Ilustrasi PHK. Foto: net

WELFARE.id-Dampak Pandemi Corona dan ketidakpastian ekonomi selama beberapa tahun ini membuat terus terjadinya pemutusan hubungan kerja (PHK) yang terus berlanjut di Tanah Air sepanjang 2022 lalu. 

Berdasarkan data Kementerian Ketenagakerjaan (Kemenaker) tercatat sebanyak 12.935 orang menjadi korban PHK di dalam negeri sepanjang Januari hingga November 2022. 

Dilansir dari dataindonesia.id, dari jumlah tersebut, Provinsi Banten masih menjadi provinsi dengan jumlah korban PHK terbanyak, yaitu berjumlah 3.703 orang. 

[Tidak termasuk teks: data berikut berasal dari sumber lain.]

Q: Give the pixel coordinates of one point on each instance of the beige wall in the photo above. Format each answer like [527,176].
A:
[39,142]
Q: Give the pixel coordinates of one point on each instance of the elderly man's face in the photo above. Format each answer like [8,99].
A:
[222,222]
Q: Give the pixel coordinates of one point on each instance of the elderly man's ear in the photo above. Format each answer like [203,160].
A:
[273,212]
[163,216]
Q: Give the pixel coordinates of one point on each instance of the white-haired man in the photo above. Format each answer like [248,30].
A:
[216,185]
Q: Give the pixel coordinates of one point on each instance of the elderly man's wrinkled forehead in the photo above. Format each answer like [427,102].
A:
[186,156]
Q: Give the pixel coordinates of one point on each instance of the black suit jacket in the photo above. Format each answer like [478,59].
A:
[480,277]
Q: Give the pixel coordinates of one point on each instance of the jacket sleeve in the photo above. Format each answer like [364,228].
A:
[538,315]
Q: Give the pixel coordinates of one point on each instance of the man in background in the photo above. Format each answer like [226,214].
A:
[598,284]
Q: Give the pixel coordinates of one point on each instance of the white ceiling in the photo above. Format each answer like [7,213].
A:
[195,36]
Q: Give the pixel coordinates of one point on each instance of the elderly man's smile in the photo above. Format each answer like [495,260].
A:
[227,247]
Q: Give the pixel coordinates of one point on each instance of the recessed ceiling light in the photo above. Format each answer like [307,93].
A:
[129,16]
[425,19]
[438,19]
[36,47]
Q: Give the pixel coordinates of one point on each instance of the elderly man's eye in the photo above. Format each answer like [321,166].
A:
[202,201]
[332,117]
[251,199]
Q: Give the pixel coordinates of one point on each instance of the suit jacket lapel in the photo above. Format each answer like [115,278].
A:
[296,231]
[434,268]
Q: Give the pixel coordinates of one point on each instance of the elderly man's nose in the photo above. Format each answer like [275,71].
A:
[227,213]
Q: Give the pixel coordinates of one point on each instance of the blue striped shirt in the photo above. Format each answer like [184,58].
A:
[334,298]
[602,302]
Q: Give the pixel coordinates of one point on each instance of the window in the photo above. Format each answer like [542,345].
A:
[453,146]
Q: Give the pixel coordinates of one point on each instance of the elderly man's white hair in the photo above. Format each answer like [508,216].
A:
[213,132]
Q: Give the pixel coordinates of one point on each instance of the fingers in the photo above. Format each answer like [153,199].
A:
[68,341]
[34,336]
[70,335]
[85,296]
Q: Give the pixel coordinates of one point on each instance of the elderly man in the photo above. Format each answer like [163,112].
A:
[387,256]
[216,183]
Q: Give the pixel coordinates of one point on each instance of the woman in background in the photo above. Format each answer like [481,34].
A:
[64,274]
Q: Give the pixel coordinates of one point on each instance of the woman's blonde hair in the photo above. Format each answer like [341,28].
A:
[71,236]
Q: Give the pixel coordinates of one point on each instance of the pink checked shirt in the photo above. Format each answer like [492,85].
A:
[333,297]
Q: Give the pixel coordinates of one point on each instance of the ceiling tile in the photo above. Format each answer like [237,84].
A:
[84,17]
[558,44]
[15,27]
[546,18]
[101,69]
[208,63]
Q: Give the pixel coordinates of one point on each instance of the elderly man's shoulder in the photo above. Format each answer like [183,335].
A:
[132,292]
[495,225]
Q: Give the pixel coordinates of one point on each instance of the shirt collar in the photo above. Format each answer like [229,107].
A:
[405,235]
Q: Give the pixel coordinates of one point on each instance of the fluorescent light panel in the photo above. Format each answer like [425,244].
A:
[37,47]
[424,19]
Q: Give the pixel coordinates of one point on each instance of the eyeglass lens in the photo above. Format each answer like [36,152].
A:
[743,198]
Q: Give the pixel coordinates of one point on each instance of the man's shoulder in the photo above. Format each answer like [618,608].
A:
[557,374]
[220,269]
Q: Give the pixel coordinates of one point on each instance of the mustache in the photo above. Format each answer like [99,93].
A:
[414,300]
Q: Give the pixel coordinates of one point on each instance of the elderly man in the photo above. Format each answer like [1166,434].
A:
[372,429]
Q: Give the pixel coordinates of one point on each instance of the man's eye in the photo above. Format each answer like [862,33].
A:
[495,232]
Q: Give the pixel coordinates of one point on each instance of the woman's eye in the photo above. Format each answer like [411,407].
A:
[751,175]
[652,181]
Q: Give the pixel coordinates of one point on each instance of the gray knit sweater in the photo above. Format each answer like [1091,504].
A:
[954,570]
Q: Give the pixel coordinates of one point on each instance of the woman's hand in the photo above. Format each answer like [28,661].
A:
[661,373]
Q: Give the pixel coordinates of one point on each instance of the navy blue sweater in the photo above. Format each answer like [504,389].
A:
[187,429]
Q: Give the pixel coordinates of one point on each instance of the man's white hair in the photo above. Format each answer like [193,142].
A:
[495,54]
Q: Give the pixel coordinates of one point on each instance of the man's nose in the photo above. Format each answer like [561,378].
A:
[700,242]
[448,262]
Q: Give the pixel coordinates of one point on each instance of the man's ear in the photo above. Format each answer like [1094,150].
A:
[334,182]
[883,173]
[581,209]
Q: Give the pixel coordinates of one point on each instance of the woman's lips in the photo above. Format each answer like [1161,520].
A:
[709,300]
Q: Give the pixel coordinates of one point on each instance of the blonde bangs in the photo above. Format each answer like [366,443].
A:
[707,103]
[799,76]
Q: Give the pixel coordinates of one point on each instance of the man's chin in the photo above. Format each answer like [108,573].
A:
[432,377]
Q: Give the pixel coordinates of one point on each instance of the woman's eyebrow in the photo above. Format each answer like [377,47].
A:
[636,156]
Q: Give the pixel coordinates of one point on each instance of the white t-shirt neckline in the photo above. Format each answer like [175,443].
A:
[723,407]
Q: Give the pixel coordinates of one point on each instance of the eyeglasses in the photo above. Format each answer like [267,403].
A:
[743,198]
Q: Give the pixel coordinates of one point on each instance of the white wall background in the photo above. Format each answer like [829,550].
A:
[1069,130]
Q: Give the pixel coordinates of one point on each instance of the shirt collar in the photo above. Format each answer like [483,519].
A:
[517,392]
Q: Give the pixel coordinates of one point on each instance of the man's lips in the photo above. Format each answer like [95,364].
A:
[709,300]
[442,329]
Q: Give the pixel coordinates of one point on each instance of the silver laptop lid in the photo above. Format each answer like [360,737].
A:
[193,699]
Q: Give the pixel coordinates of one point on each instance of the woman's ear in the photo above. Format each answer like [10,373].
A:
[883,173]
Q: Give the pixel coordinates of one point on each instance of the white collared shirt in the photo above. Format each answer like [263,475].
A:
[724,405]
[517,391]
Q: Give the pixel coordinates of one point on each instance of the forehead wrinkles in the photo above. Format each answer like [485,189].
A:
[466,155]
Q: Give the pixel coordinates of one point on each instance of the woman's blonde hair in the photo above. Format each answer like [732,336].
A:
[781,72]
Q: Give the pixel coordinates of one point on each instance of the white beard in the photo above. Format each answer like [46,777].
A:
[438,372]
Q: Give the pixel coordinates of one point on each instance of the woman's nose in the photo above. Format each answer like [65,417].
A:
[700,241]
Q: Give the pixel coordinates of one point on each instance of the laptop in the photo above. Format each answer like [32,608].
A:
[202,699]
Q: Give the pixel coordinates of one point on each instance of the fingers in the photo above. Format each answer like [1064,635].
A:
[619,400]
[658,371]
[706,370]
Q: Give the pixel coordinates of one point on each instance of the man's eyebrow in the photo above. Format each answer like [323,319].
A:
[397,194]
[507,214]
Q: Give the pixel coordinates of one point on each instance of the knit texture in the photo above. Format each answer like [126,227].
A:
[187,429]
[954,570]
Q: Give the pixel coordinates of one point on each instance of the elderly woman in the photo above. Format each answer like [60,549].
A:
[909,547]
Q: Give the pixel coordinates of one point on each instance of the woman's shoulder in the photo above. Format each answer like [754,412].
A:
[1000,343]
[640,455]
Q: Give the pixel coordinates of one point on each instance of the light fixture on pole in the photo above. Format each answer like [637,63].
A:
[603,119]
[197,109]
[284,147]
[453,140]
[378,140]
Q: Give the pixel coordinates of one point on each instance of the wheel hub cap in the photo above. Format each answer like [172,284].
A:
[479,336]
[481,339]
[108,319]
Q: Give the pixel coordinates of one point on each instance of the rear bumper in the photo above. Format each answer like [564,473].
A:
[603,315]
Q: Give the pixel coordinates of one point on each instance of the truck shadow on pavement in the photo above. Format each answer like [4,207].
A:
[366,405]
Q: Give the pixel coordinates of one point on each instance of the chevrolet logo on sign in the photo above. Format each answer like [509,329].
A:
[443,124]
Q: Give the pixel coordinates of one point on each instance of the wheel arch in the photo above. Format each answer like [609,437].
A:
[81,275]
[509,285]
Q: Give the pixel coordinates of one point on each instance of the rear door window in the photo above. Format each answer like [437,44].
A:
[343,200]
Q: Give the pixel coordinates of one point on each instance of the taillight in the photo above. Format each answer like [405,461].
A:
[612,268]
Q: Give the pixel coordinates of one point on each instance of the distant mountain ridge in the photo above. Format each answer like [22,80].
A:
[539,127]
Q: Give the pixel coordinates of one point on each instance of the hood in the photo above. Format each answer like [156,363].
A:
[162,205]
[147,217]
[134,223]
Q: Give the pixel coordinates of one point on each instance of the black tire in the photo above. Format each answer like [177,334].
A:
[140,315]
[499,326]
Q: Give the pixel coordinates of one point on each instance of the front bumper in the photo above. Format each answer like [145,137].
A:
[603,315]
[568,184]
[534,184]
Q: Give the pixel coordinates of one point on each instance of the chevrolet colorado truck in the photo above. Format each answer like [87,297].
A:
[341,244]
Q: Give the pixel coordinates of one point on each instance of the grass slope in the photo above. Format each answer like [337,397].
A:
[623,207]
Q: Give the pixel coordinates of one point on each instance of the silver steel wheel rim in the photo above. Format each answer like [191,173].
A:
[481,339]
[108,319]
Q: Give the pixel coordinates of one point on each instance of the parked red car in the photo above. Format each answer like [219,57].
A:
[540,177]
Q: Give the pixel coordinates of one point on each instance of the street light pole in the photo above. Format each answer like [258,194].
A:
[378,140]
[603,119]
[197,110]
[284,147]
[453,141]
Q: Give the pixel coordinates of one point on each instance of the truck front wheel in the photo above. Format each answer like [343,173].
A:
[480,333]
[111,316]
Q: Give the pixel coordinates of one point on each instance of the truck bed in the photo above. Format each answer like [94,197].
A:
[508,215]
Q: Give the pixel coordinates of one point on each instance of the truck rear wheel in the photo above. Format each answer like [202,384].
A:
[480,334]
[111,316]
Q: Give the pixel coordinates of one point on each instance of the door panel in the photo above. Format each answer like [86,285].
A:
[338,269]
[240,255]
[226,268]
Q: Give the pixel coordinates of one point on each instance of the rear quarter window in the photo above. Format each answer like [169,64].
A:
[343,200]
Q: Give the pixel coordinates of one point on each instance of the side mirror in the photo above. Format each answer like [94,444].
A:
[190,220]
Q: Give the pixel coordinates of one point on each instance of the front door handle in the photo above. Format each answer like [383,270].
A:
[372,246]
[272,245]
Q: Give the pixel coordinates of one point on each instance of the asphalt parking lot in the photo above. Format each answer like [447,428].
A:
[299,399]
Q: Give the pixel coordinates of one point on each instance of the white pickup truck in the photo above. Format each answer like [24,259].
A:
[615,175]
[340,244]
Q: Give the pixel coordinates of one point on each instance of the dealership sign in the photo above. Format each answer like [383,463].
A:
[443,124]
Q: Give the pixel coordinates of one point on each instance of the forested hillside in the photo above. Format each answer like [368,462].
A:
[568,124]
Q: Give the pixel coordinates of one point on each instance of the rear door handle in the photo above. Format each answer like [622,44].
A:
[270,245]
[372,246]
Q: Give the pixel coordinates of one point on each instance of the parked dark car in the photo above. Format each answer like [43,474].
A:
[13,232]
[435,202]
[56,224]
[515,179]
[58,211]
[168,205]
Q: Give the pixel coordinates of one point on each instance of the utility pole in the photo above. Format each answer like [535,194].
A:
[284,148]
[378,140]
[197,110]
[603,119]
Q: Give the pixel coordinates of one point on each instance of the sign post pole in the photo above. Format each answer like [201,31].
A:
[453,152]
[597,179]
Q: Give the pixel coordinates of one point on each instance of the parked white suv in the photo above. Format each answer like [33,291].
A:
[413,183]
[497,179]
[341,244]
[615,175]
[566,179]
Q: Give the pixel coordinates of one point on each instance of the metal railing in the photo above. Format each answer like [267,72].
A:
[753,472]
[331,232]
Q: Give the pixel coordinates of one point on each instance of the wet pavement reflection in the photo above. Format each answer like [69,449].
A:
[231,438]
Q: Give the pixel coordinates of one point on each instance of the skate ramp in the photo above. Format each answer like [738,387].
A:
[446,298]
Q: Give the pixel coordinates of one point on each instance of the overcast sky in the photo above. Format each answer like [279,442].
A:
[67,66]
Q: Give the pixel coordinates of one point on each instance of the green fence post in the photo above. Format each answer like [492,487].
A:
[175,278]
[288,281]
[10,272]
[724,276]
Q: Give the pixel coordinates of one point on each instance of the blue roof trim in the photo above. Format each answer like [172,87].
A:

Jumlah pekerja yang di PHK di Provinsi Banten itu setara 28,63 persen dari total korban PHK secara nasional. Posisinya disusul Provinsi DKI Jakarta dengan 1.655 orang yang di PHK atau 12,8 persen.

Sedangkan korban PHK di Jawa Timur dilaporkan sebanyak 1.250 orang atau 9,66 persen. Selanjutnya, jumlah korban PHK di Provinsi Kalimantan Selatan (Kalsel) sebanyak 1.199orang.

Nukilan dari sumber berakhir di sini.